Rabbi Taub is a noted speaker on Orthodox Jewish outreach and the teshuva movement. He delivered the keynote speech to the 1996 AJOP Convention on the subject "The Teshuvah Movement: The next generation". During his tenure as Rabbi of BAYT, he spoke at Israel solidarity rallies and led his congregation on annual solidarity missions to Israel. He led the 11th Siyum HaShas at Yeshivas Chachmei Lublin in Lublin, Poland.

==Personal==
Rabbi Taub's first wife, Judy Blustein, died in October 2001. A guidance centre was dedicated in her memory in the Beit El Israeli settlement in the West Bank - BAYT's twin city - in November 2002.

Rabbi Taub and his second wife, Malkah, made aliyah to Netanya, Israel, in December 2010.

His son Moshe was the rabbi of Young Israel of Greater Buffalo since September 2003 and is the supervising rabbi of the Vaad Hakashrut (Kosher-Supervising Board) of Buffalo, New York, as well as the rabbinic editor & weekly contributor for Ami Magazine. He is now the Rabbi of Young Israel of Holliswood. Another son, Shimon, is a Torah scholar and author of The Laws of Tzedakah and Maaser: A comprehensive guide, published by ArtScroll.

==Selected bibliography==
- "Shabbaton Manual" (1977)
- Preface to Kaplan, Aryeh.
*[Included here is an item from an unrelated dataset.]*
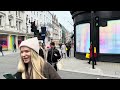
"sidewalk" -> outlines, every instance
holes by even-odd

The Aryeh Kaplan Anthology: Illuminating expositions on Jewish thought and practice by a revered teacher. Mesorah Publications Ltd., 1991, pp. 15-16. ISBN 0-89906-866-9.
- "Parashat Balak" in Torah insights: Divrei Torah on the Parshiot Hashavua by leading rabbis and teachers, Bertram Leff and Yisrael Epstein, eds. Union of Orthodox Jewish Congregations of America, 2000, pp. 245-246. ISBN 1-57819-542-X.
- Gedola HaTeshuva (Hebrew)
- And The Dove Found Rest: Essays on the weekly Torah Portion Volume 1, 2017
- And The Dove Found Rest: Essays on the weekly Torah Portion Volume 2, 2018
- Kanfei Yona: Essays on the weekly Torah Portion (Hebrew), 2021.